High-Level Expression and Biochemical Properties of A Thermo-Alkaline Pectate Lyase From Bacillus sp. RN1 in Pichia pastoris With Potential in Ramie Degumming

Abstract

Pectate lyases play an essential role in textiles, animal feed, and oil extraction industries. Pichia pastoris can be an ideal platform for pectate lyases production, and BspPel (a thermo-alkaline pectate lyase from Bacillus sp. RN1) was overexpressed by combined strategies, reaching 1859 U/mL in a 50 L fermentator. It displayed the highest activity at 80°C, and maintained more than 60% of the activity between 30 and 70°C for 1 h. It showed an optimal pH of 10.0, and exhibited remarkable stability over a wider pH range (3.0-11.0), retaining more than 80.0% of enzyme activity for 4 h. The K _m and k _cat of BspPel on PGA (polygalacturonic acid) was 2.19 g L^-1 and 116.1 s^-1, respectively. The activity was significantly enhanced by Ca²⁺, Mn²⁺, and Cu²⁺, and a slight increase was observed with the addition of Ba²⁺ and Mg²⁺. Scanning electron microscope was used to show the degumming efficiency of BspPel on ramie fibers. The loss weight was 9.2% when treated with crude enzyme supernatant and 20.8% when treated with the enzyme-chemical method, which was higher than the 14.2% weight loss in the positive control treated with 0.5% (w/v) NaOH alone. In conclusion, BspPel could be a good candidate for the ramie degumming industry.

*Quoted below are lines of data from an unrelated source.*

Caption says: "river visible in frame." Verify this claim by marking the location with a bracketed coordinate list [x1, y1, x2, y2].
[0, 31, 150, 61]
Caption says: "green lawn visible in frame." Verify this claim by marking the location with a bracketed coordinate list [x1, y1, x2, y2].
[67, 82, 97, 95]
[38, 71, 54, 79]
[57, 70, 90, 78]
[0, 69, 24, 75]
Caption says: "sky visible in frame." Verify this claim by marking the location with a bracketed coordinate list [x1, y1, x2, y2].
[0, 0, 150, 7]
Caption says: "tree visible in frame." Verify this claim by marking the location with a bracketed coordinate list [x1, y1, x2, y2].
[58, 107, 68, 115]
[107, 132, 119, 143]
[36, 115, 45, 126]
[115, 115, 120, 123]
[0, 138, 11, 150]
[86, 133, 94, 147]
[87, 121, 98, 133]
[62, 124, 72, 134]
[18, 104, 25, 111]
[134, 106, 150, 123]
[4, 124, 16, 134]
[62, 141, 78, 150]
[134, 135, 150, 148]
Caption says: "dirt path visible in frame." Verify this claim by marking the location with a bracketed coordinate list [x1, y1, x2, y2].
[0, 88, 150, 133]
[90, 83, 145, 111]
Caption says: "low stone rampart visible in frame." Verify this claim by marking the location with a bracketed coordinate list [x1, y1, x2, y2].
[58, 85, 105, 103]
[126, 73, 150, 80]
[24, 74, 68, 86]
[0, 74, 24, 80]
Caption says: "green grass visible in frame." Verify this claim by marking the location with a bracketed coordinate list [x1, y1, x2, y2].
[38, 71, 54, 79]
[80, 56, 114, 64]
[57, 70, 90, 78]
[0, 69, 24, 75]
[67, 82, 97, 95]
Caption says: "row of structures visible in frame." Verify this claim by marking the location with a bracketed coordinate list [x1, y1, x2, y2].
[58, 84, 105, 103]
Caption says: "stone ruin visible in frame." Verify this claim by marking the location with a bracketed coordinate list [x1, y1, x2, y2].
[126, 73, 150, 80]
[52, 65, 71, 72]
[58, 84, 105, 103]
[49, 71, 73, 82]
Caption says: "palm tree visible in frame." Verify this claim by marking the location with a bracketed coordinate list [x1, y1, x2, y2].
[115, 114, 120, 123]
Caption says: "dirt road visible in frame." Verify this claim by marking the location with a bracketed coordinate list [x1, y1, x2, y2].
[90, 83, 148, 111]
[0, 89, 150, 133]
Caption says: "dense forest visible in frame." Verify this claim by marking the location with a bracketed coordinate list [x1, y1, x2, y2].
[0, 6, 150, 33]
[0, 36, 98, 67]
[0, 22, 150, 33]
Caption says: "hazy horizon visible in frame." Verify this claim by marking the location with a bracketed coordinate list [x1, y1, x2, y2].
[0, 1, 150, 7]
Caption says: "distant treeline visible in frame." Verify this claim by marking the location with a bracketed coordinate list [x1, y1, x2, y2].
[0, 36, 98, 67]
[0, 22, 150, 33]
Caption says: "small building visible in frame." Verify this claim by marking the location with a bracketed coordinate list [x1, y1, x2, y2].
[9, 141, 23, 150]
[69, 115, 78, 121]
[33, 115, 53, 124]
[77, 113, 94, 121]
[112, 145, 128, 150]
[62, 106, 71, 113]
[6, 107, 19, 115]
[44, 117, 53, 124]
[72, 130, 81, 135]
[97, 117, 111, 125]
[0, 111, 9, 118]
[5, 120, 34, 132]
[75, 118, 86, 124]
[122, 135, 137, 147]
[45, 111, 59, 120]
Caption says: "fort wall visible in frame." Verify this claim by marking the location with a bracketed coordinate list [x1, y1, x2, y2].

Keywords: Pichia pastoris; biochemical properties; high-level expression; pectate lyase; ramie degumming.

FIGURE 1

Functional expression of BspPel in P. pastoris. (A) Schematic diagrams of recombinant vectors. AOX: AOX1 promoter, AOXm: modified AOX1 promoter, α-factor: α-factor signal peptide, Native signal: native signal peptide; (B) Time course of BspPel expression in recombinant strains.

FIGURE 2

SDS-PAGE assay of the recombinant BspPel. Lane M: protein marker; lane 1: purified recombinant BspPel; lane 2: purified recombinant BspPel treated by PNGase F.

FIGURE 3

The time course of recombinant enzyme production in a 50 L fermentator and SDS-PAGE analysis. (A) Time dependence of the activity of pectate lyase and cell growth of GS115/pAmNS-4BspPel after induction with methanol, using GS115/HKA as the background (control) sample; (B) SDS-PAGE assay of the collected culture supernatant from the most effective strains in the fermentator after 168 h of induction with methanol. Lane M: protein marker; lane 1–lane 8: recombinant protein expression from 0 to 168 h.

FIGURE 4

Effect of (A) temperature, (B) pH on purified pectate lyase (PL) activity, (C) temperature stability and (D) pH stability. Values are averages of results from triplicate trials; error bars indicate the SD values.

FIGURE 5

(A) Substrate-velocity curve and (B) Lineweaver–Burk plot of purified BspPel. Values are averages of results from triplicate trials; error bars indicate the SD values.

FIGURE 6

SEM images of ramie fibers treated (a,e): with buffer only (negative control); (b,f): with BspPel; (c,g): with chemicals only (positive control); and (d,h): with the enzyme-chemical method. (a–d): External images of ramie fibers; (e–h): surface images of single fibers (1000 × magnification).